- Born: Lutful Ahmed Labu 3 March 1958 (age 68) Shantinager, Dhaka.
- Genres: Blues, Blues Rock
- Occupations: Musician, singer-songwriter, composer and Guitar teacher.
- Instruments: Lead Guitar, Bass Guitar
- Years active: 1974– present
- Labels: worked with : Sound tech, Shangeeta, Sargam, His Master's Voice
- Member of: Feedback
- Formerly of: Uccharon, Symphony, Ananda
- Spouse: Smeeta Kazi

= Labu Rahman =

Lutful Ahmed Labu (born 3 March 1958), better known as Labu Rahman, S/O Abdur Rahman Akhanjee Mother Latifa Khatoon Spouse Smeeta Kazi is a Bangladeshi musician, singer, songwriter, composer and Guitar teacher.
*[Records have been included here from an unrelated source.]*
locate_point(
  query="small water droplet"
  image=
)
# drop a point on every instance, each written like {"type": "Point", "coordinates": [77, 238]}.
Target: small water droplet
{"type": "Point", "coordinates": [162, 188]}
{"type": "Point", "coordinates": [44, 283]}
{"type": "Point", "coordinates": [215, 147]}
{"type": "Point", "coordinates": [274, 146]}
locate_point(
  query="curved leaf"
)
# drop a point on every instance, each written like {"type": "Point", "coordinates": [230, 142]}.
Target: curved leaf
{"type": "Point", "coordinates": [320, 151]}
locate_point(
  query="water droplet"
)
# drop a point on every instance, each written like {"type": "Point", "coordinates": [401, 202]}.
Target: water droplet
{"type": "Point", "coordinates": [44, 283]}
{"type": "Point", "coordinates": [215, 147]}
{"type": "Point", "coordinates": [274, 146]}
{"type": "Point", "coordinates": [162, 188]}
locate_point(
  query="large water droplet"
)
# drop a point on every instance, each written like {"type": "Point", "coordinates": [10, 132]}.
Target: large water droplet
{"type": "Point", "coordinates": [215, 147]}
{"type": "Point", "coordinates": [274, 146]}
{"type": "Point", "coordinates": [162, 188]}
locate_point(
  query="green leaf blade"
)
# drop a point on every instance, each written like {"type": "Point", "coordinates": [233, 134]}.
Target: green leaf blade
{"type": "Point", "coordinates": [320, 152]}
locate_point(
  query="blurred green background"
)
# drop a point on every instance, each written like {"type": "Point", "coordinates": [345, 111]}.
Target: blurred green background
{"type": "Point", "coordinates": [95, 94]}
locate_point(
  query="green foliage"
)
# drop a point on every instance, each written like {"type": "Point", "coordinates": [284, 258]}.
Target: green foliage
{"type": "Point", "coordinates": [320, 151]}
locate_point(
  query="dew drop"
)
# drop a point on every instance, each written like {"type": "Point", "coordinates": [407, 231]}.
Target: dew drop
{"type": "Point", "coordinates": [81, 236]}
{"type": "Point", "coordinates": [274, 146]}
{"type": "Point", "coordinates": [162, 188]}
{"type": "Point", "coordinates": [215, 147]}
He is one of the senior guitarists in Bangladesh who played guitar as a session musician with many legendary singers of Bangladesh Like : Sabina Yasmin, Andrew Kishwer, Baby Naznen, Sheik Ishtiak, Kumar Biswajit, Saba Tani and many more artists as live and in their albums. His current band is 'Feedback' which is also one of the old and famous music bands in Bangladesh. Labu Rahman has also many guitar students who are playing guitar in many famed music bands.

== Career ==
He started playing guitar in 1973. He joined the band Ananda in 1975. In 1977 he joined Uccharon, the band of Azam Khan.During playing guitar with 'Azam Khan', he wrote and composed a hit song 'Ami Jare Chai re Shey thake Morei Ontore'. He stayed for a couple of years with Azam khan, and in 1980 he started playing in the band Symphony at the Merry Anderson, floating restaurant in Pagla near Narayanganj. By this time, he had become a professional musician, playing in orchestras as a session musician in Dhaka, as well as touring internationally with national artists of Bangladesh.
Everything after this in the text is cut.